French Provincial Architecture ...............French FURNITURE styles................... Illustrated FURNITURE Glossary
French Provincial / French
Provincial Revival furniture styles
AKA French Country Style
The term usually associated with simplified furniture of the Louis XV or Rococo style. However, plain furniture was made in the provinces in all times and styles, usually of walnut, oak, or fruitwood.
Provincial furniture is simpler in line than the prevailing high fashion and rarely veneered or decorated with marquetry or ornate carving.
"The buffet and cupboard forms are the most important provincial types... The armoire also developed in variety according to local usage... Straw-seated chairs ... The panetiere, or breadbox, is universal, as are wall shelves and knife boxes." - The New Encyclopedia of Furniture, by Joseph Aronson. Crown Publishers, 1967, p. 231.
As the styles of the French court gained attention, they were popularized in less expensive and smaller-scaled adaptations for less ostentatious interiors. French Provincial, more informally known as French Country Style, mutes down the exuberance of Louis XV and XVI design into a less showy, more serene, and considerably less labor-intensive rendering of the Rococo, or occasionally Neoclassical style.

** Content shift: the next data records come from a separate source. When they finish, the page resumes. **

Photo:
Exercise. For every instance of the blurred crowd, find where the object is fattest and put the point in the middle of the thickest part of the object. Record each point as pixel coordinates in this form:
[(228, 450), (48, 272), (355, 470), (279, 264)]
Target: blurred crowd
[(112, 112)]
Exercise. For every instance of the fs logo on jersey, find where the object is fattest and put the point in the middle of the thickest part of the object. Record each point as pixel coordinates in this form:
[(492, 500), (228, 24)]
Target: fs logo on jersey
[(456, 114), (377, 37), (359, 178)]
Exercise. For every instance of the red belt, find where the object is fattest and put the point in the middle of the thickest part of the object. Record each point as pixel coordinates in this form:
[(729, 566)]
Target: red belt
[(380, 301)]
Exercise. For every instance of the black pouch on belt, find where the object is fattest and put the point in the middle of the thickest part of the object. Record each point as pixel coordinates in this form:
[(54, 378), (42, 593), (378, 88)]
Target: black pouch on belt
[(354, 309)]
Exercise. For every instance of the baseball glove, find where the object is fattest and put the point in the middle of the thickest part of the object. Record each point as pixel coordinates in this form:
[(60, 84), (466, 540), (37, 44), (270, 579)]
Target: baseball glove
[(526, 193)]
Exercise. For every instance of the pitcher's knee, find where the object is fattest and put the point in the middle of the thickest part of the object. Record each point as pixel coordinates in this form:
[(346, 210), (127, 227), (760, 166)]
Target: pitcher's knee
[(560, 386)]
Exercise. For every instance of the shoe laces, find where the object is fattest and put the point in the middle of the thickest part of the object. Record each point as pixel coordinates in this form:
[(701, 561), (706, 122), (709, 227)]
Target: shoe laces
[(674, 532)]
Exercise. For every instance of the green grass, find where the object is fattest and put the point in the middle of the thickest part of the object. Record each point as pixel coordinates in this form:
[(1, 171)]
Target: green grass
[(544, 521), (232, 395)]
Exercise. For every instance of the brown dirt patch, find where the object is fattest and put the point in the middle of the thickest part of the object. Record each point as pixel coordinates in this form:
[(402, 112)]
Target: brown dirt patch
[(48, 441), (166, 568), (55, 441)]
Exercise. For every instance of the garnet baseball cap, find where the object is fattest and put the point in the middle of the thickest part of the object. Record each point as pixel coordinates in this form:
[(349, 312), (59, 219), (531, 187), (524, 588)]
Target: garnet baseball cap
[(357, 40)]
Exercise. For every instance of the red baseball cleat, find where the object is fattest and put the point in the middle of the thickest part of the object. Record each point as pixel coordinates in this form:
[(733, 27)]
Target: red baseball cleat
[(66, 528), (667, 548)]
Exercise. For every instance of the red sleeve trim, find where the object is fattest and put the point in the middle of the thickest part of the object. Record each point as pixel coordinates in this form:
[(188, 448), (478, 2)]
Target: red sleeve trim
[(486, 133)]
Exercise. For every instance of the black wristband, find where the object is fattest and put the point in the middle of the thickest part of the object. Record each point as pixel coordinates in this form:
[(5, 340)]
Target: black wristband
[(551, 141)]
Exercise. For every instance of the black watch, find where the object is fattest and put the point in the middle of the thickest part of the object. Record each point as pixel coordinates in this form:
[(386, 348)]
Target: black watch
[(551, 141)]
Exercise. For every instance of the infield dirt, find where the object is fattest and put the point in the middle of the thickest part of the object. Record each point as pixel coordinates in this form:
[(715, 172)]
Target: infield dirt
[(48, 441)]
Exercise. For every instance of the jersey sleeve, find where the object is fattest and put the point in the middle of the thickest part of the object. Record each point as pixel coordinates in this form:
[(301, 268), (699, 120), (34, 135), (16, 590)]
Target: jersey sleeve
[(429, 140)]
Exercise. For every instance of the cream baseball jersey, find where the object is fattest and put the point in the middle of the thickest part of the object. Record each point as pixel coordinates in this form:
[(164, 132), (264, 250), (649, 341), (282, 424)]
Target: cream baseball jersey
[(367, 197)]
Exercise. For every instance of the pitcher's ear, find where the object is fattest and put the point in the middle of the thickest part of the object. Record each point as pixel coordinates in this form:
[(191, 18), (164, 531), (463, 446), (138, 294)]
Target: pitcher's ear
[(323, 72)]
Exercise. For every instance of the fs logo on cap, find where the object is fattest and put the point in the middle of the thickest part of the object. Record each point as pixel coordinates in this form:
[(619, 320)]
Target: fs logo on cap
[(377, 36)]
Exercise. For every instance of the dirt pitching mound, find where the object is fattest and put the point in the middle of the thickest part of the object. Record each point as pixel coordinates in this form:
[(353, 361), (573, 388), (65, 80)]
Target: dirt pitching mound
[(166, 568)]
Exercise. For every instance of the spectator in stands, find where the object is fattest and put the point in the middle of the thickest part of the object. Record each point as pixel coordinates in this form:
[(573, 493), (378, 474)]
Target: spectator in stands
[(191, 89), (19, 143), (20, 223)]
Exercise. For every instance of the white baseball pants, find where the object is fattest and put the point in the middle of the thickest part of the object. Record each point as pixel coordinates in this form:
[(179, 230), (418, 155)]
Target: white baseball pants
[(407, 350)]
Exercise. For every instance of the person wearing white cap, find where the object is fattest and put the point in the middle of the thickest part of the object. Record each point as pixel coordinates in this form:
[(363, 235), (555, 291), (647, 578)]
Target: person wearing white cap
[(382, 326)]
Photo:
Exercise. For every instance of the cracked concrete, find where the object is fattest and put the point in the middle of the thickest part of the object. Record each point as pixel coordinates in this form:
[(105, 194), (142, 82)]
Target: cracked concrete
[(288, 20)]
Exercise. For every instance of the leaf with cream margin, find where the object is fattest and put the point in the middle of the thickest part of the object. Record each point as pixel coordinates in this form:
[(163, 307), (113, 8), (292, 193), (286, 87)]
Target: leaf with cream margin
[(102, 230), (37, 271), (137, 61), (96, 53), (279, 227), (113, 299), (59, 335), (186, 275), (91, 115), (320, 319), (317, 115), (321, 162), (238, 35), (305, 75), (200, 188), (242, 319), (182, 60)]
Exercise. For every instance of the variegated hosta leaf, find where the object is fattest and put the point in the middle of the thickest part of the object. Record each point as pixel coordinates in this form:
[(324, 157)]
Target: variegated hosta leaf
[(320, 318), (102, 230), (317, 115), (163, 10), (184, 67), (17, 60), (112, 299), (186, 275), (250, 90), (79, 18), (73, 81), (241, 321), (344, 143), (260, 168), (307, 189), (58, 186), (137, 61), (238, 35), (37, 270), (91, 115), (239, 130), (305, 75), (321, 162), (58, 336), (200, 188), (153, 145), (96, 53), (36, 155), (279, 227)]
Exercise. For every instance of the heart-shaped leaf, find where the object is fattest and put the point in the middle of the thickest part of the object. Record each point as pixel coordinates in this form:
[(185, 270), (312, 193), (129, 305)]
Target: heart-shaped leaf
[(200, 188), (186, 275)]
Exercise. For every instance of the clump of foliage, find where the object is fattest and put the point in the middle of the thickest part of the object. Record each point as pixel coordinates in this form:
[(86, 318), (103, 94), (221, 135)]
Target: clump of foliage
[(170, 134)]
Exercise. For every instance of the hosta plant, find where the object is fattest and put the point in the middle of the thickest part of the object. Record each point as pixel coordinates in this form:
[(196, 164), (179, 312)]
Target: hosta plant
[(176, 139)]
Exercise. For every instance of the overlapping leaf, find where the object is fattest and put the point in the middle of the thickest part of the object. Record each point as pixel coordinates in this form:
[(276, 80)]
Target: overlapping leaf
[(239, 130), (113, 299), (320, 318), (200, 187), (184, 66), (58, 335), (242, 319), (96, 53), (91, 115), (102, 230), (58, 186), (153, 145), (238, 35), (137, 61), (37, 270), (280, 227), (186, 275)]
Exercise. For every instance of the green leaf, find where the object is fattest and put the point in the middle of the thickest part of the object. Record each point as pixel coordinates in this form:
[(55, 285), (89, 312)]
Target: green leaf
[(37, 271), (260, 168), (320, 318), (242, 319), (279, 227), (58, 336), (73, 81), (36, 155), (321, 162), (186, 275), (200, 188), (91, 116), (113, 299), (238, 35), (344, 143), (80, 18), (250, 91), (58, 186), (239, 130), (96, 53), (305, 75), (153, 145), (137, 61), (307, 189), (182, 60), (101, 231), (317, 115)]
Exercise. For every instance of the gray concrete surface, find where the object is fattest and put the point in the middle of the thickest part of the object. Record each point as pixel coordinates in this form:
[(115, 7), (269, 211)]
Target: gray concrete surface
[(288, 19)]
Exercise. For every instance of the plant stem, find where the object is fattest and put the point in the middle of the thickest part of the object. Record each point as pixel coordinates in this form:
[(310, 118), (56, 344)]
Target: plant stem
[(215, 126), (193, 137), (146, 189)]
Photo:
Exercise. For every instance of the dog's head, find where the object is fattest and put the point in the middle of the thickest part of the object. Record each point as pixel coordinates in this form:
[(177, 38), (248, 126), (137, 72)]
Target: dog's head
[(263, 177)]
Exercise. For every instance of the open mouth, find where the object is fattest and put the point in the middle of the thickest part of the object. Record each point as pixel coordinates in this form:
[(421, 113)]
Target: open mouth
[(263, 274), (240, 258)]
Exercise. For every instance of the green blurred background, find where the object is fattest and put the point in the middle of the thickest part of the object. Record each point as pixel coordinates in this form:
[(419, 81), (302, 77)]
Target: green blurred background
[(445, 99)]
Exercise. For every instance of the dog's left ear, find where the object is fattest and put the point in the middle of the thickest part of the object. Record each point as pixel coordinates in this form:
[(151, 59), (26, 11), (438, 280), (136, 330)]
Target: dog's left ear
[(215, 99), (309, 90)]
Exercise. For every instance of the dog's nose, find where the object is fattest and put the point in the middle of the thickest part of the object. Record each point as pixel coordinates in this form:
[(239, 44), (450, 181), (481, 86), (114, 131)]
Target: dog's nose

The French Provincial interior strips off the elaborate Rococo framework of boiserie and ornament, replacing it with walls paneled in light wood or fabric. The curvilinear silhouettes and asymmetry of the style adapt well to such understatement, which retains its outlines but avoids carving beyond simple panel shapes. In lighter and more accessible local woods, the furniture is both better suited to the ambiance of a country residence, and more affordable as well. Finishes are less showy, avoiding the high-gloss, high-maintenance French polishes used in the court styles.
Window treatments are also simpler, often using the printed-linen toiles in bucolic pastoral scenes that have become associated with the style. French Provincial is an evolution of the most fashionable Gallic styles, but rendered with a lighter hand and a casual air.